When the normal immune system has an undesirable response this can lead to hypersensitivity reactions. There are four types:

• type I: immediate hypersensitivity;

• type II: cytotoxic or antibody-dependent hypersensitivity;

• type II: immune complex disease;

• type IV: delayed-type hypersensitivity.

Type I occurs most often and is an allergic reaction by re-exposure to a specific type of antigen, namely an allergen. IgE is secreted by plasma cells, which binds to receptors of mast cells and blood basophils, through which they become ‘sensitised’. When the body is later exposed to the same allergen, this results in degranulation and secretion of active mediators, leading to vasodilatation and smooth-muscle contraction of surrounding tissue. This can be caused by environmental allergens or food allergens for instance. Treatment is to avoid the trigger, to pharmacologically intervene with bronchodilators, antihistamines and anti-inflammatory agents or to induce immunotherapy.
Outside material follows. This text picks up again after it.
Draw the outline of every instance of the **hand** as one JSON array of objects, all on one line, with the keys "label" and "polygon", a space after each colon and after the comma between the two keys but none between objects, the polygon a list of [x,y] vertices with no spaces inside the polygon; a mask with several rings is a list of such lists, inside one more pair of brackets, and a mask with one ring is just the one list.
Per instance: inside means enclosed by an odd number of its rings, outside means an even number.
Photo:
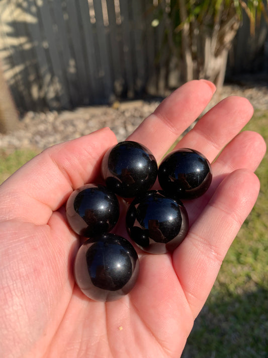
[{"label": "hand", "polygon": [[[159,161],[214,90],[207,81],[188,83],[128,139],[144,144]],[[72,263],[79,241],[66,224],[64,208],[74,189],[99,179],[102,158],[116,143],[113,133],[104,128],[50,148],[5,182],[0,186],[2,356],[177,358],[258,195],[253,172],[265,144],[256,133],[239,133],[252,112],[247,100],[226,98],[178,143],[213,162],[212,183],[204,195],[186,203],[191,227],[184,242],[172,254],[141,255],[137,284],[119,301],[92,301],[75,284]],[[118,233],[125,236],[124,227],[119,225]]]}]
Type II is rare and develops 2 to 24 hours after exposure. It occurs when IgG and IgM antibodies bind to own cell-surface molecules, which activates the complement system. The result is opsonisation, red blood cell agglutination, cell lysis and death. Type III occurs when IgG and IgM antibodies bind to soluble proteins. This forms immune complexes that deposit in tissues, resulting in complement activation, inflammation, neutrophil influx and mast cell degranulation. It takes hours, days or weeks to develop. It can be treated by anti-inflammatory agents and corticosteroids. Type IV reactions take two or more days to develop. They are cell-mediated and antibody-independent and cuased by overstimulation of T cells and monocytes/macrophages. It leads to the secretion of cytokines to cause inflammation, cell death and tissue damage. By avoiding the triggers and use topical corticosteroids, it is easily treatable.
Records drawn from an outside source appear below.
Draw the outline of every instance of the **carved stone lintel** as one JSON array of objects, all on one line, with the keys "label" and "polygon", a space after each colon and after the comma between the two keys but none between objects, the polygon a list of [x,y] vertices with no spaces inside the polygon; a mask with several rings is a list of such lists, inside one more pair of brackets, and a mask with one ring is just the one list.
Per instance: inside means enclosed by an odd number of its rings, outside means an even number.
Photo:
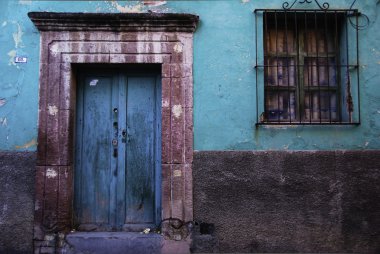
[{"label": "carved stone lintel", "polygon": [[29,12],[39,31],[115,31],[193,33],[199,16],[182,13]]}]

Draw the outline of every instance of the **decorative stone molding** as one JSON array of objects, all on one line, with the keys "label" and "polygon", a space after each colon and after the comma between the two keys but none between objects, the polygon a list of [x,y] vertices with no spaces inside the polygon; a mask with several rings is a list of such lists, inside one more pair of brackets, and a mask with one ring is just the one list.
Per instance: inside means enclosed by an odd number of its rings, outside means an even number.
[{"label": "decorative stone molding", "polygon": [[180,13],[29,12],[40,31],[188,32],[199,17]]},{"label": "decorative stone molding", "polygon": [[[41,32],[35,249],[72,229],[76,66],[160,64],[162,218],[193,219],[193,32],[190,14],[28,14]],[[50,240],[47,240],[50,239]],[[58,244],[59,245],[59,244]]]}]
Autoimmunity and immunodeficiency

Autoimmunity is the loss of normal immune homeostasis to produce an abnormal response to own tissue. In this case self-reactive T cells are present, just as auto-antibodies and inflammation. When the ability to fight infectious diseases is compromised or absent, you call this immunodeficiency. It can be caused by a congenital defect or acquired by for instance viral or bacterial infections, malnutrition or treatment with drugs. Diseases, such as leukemia and multiple myeloma, can also impair the immune system. The human immunodeficiency virus (HIV) infects Th cells and impairs other immune system responses, thereby leading to acquired immunodeficiency syndrome (AIDS).